Meta has sold nearly 20 million Quest headsets to date

Mixed reality will be a huge selling point, and Rabkin said there will be a new “smart guardian” to help wearers navigate the real world while they are wearing the device. “The main north star for the team was from the moment you put on this headset, the mixed reality has to make it feel better, easier, more natural,” he said. “You can walk effortlessly through your house knowing you can see perfectly well. You can put anchors and things on your desktop. You can take your coffee. You can stay in there much longer.”

There will be 41 new apps and games shipping for the Quest 3, including new mixed reality experiences to take advantage of the updated hardware, Rabkin said. In 2024, he said that Meta plans to ship a more “accessible” headset codenamed Ventura. “The goal for this headset is very simple: pack the biggest punch we can at the most attractive price point in the VR consumer market.”

Rabkin didn’t say whether a second generation of the recent Meta Quest Pro, which received poor reviews from The Verge and others, is coming anytime soon.

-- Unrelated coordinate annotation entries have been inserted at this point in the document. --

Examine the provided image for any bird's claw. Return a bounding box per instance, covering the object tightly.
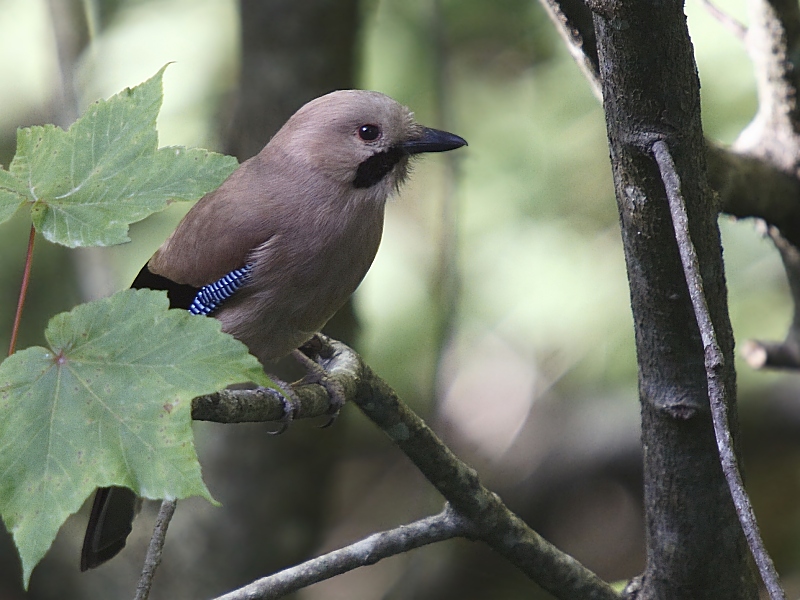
[264,384,298,435]
[292,336,345,429]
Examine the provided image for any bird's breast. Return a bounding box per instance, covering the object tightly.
[216,199,383,362]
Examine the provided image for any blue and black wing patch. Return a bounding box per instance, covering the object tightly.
[131,265,200,310]
[189,265,253,315]
[131,265,253,315]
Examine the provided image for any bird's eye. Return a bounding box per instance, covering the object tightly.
[358,125,381,142]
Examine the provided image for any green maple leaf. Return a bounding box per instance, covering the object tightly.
[0,66,237,248]
[0,290,273,586]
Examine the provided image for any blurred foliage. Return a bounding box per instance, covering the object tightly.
[0,0,791,596]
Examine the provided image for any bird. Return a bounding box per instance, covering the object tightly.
[81,90,467,571]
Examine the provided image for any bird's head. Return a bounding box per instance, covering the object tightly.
[271,90,467,198]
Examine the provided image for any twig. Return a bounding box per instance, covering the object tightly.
[197,336,620,600]
[742,227,800,370]
[539,0,603,100]
[216,506,473,600]
[334,343,620,600]
[134,500,178,600]
[653,140,786,600]
[700,0,747,41]
[8,225,36,356]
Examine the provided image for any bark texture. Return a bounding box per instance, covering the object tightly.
[592,0,758,600]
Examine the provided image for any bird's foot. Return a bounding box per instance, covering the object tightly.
[292,335,344,429]
[262,376,300,435]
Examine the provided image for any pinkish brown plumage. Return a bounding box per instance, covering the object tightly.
[81,90,466,570]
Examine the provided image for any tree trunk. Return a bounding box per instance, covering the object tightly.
[592,0,758,600]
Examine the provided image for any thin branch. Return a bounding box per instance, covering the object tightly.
[742,227,800,369]
[134,500,178,600]
[540,0,603,100]
[653,140,786,600]
[8,225,36,356]
[700,0,747,41]
[733,0,800,166]
[216,506,473,600]
[192,336,620,600]
[329,342,620,600]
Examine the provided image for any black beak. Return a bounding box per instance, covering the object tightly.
[402,127,467,154]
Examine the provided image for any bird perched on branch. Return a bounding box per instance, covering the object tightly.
[81,90,466,571]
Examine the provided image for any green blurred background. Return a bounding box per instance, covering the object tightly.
[0,0,800,599]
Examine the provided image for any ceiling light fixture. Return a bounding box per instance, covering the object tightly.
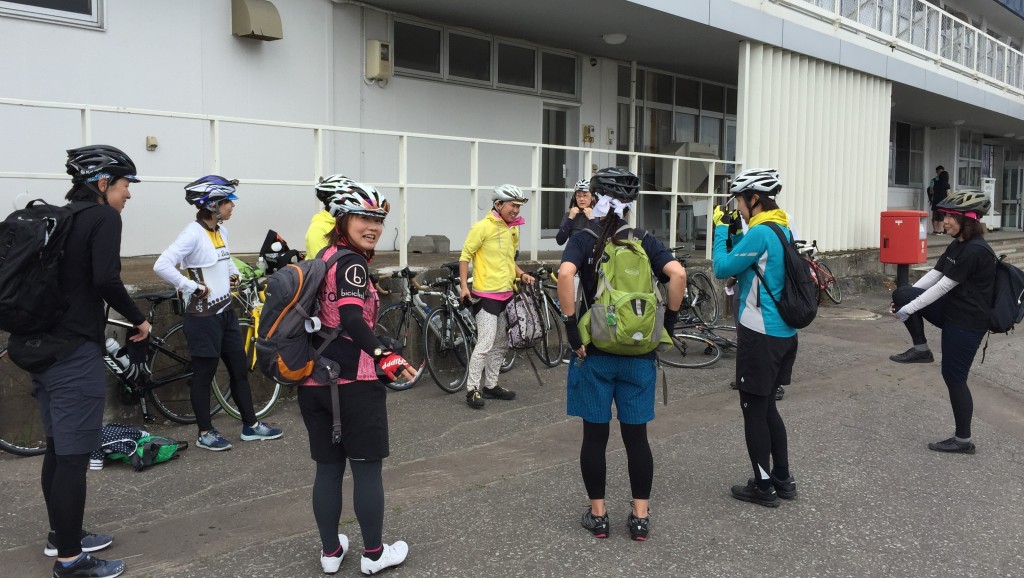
[601,32,629,46]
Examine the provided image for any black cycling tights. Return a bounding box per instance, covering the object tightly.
[580,420,654,500]
[40,438,89,558]
[739,388,790,488]
[313,460,384,553]
[189,349,256,431]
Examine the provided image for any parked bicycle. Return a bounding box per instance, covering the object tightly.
[374,266,441,391]
[423,261,516,394]
[796,241,843,305]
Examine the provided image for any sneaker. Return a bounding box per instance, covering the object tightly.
[732,480,778,507]
[626,511,650,542]
[928,438,976,454]
[43,530,114,558]
[242,421,284,442]
[889,347,935,363]
[53,553,125,578]
[466,389,483,409]
[580,507,610,538]
[196,429,231,452]
[746,473,797,500]
[321,534,348,574]
[359,540,409,576]
[483,385,515,401]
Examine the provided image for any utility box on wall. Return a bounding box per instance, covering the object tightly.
[879,211,928,264]
[367,40,391,80]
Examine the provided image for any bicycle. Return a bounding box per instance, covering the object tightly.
[669,247,718,325]
[423,261,516,394]
[374,266,440,391]
[795,241,843,305]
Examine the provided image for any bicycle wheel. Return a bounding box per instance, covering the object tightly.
[534,299,565,367]
[686,271,718,325]
[423,308,470,394]
[146,323,220,423]
[817,261,843,305]
[658,333,722,369]
[212,319,281,419]
[0,332,46,456]
[374,303,425,391]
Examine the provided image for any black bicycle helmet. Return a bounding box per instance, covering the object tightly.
[65,145,139,184]
[935,190,992,220]
[590,167,640,203]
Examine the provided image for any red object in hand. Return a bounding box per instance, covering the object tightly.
[377,352,410,381]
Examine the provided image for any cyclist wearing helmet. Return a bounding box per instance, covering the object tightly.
[306,174,355,259]
[298,181,415,574]
[555,178,597,246]
[459,184,534,409]
[8,145,150,577]
[889,191,995,454]
[153,174,282,452]
[558,168,686,541]
[713,169,797,507]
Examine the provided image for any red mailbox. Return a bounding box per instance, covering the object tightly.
[879,211,928,264]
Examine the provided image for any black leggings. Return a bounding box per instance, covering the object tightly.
[580,420,654,500]
[312,460,384,553]
[40,438,89,558]
[739,393,790,480]
[189,349,256,431]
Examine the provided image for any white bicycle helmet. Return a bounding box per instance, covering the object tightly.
[729,169,782,197]
[490,184,529,205]
[314,174,355,206]
[325,181,391,218]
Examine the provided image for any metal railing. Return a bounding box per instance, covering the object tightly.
[773,0,1024,96]
[0,98,742,266]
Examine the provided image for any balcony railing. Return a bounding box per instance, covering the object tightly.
[775,0,1024,97]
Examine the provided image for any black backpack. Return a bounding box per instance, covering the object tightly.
[0,199,96,335]
[751,222,818,329]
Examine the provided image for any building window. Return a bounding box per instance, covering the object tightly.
[447,32,490,84]
[0,0,103,29]
[889,122,930,187]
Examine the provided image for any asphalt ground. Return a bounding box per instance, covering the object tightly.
[0,270,1024,578]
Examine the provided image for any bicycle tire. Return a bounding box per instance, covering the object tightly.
[817,262,843,305]
[145,323,220,424]
[374,303,426,391]
[0,332,46,456]
[534,299,565,367]
[658,333,722,369]
[423,308,471,394]
[211,319,281,420]
[686,271,718,325]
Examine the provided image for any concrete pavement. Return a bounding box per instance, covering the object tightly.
[0,289,1024,578]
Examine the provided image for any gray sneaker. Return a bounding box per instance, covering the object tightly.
[196,429,231,452]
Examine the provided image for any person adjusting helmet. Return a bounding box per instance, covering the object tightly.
[935,191,992,220]
[65,145,139,184]
[490,184,529,205]
[185,174,239,218]
[314,174,355,207]
[327,181,391,219]
[590,167,640,203]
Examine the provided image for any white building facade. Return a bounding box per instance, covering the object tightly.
[0,0,1024,255]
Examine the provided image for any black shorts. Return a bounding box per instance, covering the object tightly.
[299,381,390,463]
[181,307,243,358]
[736,325,797,396]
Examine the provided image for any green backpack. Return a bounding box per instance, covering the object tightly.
[580,225,672,356]
[106,436,188,471]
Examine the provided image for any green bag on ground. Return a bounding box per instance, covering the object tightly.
[106,436,188,471]
[580,225,672,356]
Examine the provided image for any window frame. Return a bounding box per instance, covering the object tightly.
[0,0,106,30]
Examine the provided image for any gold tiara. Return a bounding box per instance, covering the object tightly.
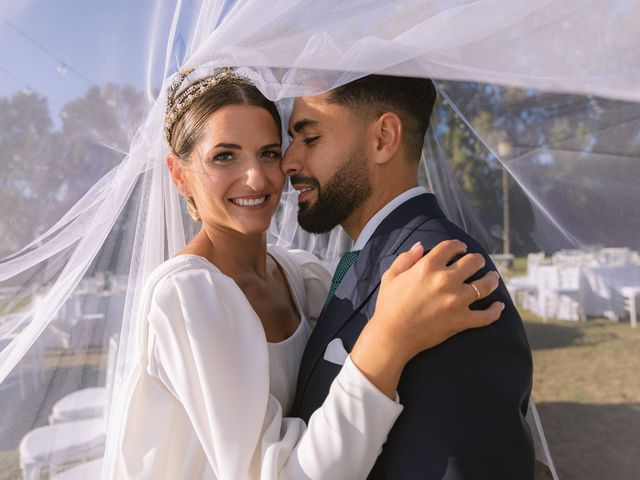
[164,67,253,145]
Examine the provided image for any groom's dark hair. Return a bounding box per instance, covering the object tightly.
[327,75,436,161]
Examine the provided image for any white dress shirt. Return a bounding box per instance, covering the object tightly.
[352,186,427,250]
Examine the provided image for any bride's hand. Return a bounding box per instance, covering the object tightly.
[351,240,504,397]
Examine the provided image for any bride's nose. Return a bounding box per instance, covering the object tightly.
[245,162,268,192]
[280,146,302,175]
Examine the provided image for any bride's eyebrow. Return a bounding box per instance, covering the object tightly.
[213,143,242,150]
[260,143,282,150]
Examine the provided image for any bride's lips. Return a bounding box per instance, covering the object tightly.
[229,193,271,210]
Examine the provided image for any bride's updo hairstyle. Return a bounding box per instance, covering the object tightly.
[165,68,282,163]
[164,68,282,221]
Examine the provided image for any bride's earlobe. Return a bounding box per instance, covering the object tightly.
[167,152,189,197]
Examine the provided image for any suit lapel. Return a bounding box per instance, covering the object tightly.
[297,194,442,404]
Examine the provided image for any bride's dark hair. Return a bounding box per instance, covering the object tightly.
[169,77,282,162]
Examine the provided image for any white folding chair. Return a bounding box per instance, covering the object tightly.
[19,337,117,480]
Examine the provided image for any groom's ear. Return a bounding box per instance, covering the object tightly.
[372,112,403,164]
[167,152,189,196]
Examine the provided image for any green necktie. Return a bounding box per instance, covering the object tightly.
[324,250,360,307]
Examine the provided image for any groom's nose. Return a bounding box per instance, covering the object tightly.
[280,146,303,175]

The closest to what sounds like a successor will be “way out in the future” after Ventura in 2024, when Meta is planning its most advanced headset codenamed La Jolla featuring photorealistic, codec avatars.

“We want to make it higher resolution for work use and really nail work, text and things like that,” Rabkin said about La Jolla. “We want to take a lot of the comfort things from Quest Pro and how it sits on your head and the split architecture and bring that in for comfort.”

Meanwhile, he acknowledged that the current Quest is struggling to keep new users engaged. “Right now, we’re on our third year of Quest 2,” he told employees. “And sadly, the newer cohorts that are coming in, the people who bought it this last Christmas, they’re just not as into it” or engaged as “the ones who bought it early.”

Rabkin pushed employees to make the sharing of VR content on other platforms “trivial,” redesign the Quest store to make it more “dynamic,” and give developers the ability to do things like automated promotions.

The current Quest is struggling to keep new users engaged

“We need to be better at growth and retention and resurrection,” he said. “We need to be better at social and actually make those things more reliable, more intuitive so people can count on it.” 

Even with these struggles, Meta has built an early lead in virtual reality hardware. But its big swings over the coming years speak to the serious competition that’s about to arrive. Apple is expected to announce a high-end virtual reality headset sometime this year, while Sony just released the well-received PSVR 2 for console gamers. Meanwhile, Apple, Google, Snap, and others are all racing toward something even bigger: augmented reality glasses — and that’s where Meta is hoping its early efforts in the mixed reality space will really pay off.